Carbon offsets are generated by greenhouse gas cuts made by clean energy projects like wind farms that are 'additional', meaning they would not have been financially viable without the prospect of offset sale revenues.

They are created when renewable power generators sell electricity and then sell the environmental attributes of that electricity separately through a certificate representing one megawatt hour of low-carbon power.

Although RECs are traded in several U.S. states, experts have called them a poor man's carbon offsets, arguing they do not fund additional renewable energy and therefore should not be eligible under a U.S. cap-and-trade scheme.

We don't like the idea of RECs as offsets and don't want to see this in a bill, Tim Juliani, said senior fellow at climate policy thinktank the Pew Center on Global Climate Change.

Climate bills introduced by the U.S. Senate last week and passed by the House of Representatives in June would see U.S. carbon dioxide emissions cut to between 17 and 20 percent below 2005 levels by 2020.

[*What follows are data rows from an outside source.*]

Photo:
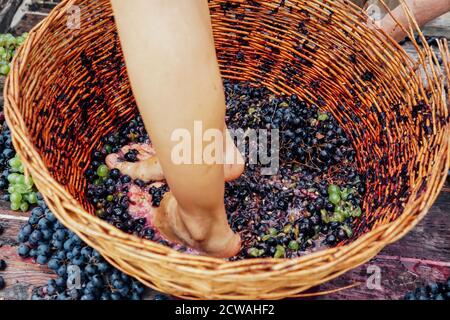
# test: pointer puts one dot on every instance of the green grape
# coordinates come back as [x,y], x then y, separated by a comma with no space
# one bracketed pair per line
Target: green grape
[12,178]
[31,198]
[22,188]
[280,252]
[15,197]
[102,171]
[15,206]
[11,189]
[29,182]
[20,179]
[334,198]
[24,206]
[332,188]
[4,70]
[293,245]
[15,162]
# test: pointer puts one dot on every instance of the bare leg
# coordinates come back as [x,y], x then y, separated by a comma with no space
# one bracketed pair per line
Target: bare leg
[172,65]
[423,10]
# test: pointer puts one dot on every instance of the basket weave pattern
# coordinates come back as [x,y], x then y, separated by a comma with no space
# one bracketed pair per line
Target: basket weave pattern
[68,87]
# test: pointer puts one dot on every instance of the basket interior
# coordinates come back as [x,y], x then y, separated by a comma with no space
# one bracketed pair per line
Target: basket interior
[79,89]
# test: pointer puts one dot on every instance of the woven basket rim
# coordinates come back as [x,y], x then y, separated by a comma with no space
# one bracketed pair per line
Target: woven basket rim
[41,175]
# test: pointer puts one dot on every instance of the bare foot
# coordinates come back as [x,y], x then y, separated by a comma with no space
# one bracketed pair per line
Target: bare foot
[174,225]
[148,167]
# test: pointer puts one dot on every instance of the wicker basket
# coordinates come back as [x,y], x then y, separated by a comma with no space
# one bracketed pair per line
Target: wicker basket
[57,109]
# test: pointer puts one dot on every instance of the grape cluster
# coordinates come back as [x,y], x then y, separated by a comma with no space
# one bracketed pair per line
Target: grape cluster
[21,190]
[47,241]
[8,47]
[311,202]
[316,196]
[432,291]
[107,189]
[3,266]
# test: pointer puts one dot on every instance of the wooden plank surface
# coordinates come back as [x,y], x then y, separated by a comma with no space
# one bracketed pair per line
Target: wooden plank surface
[423,255]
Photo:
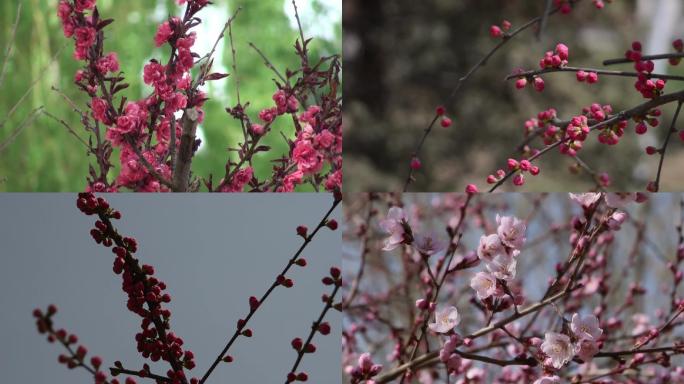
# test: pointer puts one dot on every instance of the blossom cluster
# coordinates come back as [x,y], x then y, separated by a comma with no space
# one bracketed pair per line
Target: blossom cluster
[146,294]
[430,315]
[499,252]
[156,134]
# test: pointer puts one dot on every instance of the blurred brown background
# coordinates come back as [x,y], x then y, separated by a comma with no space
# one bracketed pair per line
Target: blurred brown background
[403,57]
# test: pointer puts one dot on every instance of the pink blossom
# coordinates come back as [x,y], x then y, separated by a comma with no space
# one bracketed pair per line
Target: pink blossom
[85,36]
[99,108]
[558,348]
[324,139]
[307,157]
[615,220]
[586,349]
[268,115]
[109,63]
[164,32]
[394,224]
[490,246]
[511,231]
[446,319]
[484,284]
[548,380]
[585,327]
[153,73]
[334,181]
[503,266]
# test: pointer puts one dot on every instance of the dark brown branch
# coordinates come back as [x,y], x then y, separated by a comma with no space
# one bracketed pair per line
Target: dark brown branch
[181,175]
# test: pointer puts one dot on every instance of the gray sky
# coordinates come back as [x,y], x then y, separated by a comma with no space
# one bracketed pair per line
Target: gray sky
[213,251]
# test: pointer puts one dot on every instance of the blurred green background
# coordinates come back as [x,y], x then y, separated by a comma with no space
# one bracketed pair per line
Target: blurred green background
[402,58]
[45,157]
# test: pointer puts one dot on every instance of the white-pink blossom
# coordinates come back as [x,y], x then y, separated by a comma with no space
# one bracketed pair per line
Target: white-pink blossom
[503,266]
[558,348]
[484,284]
[586,199]
[586,349]
[511,231]
[548,380]
[585,327]
[446,319]
[490,246]
[394,224]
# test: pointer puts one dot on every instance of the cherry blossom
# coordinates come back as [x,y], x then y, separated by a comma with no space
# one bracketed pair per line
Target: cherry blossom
[585,327]
[558,348]
[446,319]
[511,231]
[484,284]
[395,225]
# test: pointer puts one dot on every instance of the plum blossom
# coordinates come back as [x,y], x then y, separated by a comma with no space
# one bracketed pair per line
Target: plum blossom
[490,246]
[503,266]
[445,320]
[585,327]
[585,199]
[394,224]
[548,380]
[511,231]
[586,349]
[558,348]
[484,284]
[615,221]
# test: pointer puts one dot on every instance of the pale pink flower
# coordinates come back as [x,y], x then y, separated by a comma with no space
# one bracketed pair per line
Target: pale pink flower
[615,221]
[619,200]
[586,350]
[490,246]
[393,224]
[585,199]
[548,380]
[445,320]
[503,266]
[585,327]
[558,348]
[484,284]
[511,231]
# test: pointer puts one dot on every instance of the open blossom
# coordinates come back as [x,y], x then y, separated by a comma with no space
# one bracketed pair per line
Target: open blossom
[428,244]
[164,32]
[484,284]
[503,266]
[558,348]
[446,319]
[585,327]
[394,225]
[511,231]
[490,246]
[586,349]
[548,380]
[585,199]
[619,200]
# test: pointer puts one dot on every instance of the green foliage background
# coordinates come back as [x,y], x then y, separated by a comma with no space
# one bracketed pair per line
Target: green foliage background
[45,157]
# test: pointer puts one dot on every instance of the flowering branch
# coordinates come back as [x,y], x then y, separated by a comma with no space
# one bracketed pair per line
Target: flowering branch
[281,279]
[307,346]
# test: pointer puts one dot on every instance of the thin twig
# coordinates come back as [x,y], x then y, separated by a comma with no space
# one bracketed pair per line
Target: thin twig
[273,286]
[663,149]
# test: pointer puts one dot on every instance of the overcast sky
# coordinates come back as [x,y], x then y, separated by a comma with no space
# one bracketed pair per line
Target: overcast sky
[213,251]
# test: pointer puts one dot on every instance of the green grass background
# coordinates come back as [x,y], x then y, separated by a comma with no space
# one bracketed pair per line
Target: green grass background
[45,157]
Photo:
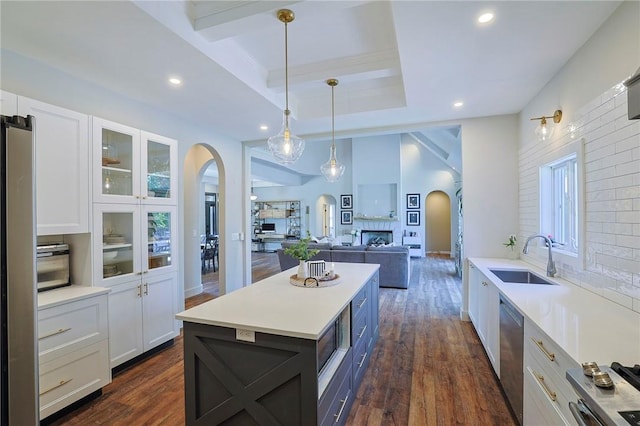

Firms unable to cut emissions cheaply can buy offsets, thus creating a market of up to 2 billion tonnes of carbon annually.

As a result, the battle lines have been drawn, with a coalition of international energy firms that support the use of RECs as offsets on one side, and an array of offset aggregators, project developers and climate policy experts on the other.

There are certain types of projects, such as biodigesters, landfill methane and (tree-planting) that many would agree are clearly additional, while other types such as renewable energy are inappropriate as offsets because the electricity sector will be regulated, Juliani told Reuters.

Both bills leave open the question of how RECs would be treated under a federal scheme unanswered.

In January 2008, the U.S. Federal Trade Commission, which regulates advertising claims, held a workshop focusing on the marketing of RECs as offsets.

The commission said no policy changes have been made as a result, but some experts think it will adopt a more REC-friendly position in response to lobby pressure from utilities.

CHAMBER

Juliani also welcomed the news that three utilities have decided not to renew their membership to American big-business lobby The U.S. Chamber of Commerce, and that sportswear giant Nike last week resigned from the group's board.

Exelon Corp, the largest nuclear operator in the United States, California utility PG&E Corp and New Mexico-based PNM Resources Inc in the past two weeks have left the chamber as a result of their displeasure with its stance on climate change legislation.

The chamber has not been a positive force in advancing climate legislation, Juliani said on the sidelines of a carbon trading seminar in Amsterdam last week.
The three departing companies, which are all members of the Pew Center's Business Environmental Leadership Council (BELC), recognize that their internal positions on climate change are incompatible with that of the chamber.

Juliani manages BELC, the largest U.S.-based association of corporations focused on addressing the threat of climate change and supporting mandatory government climate regulations.

BELC includes 45 companies with combined revenues of over $2 trillion and over 4 million employees.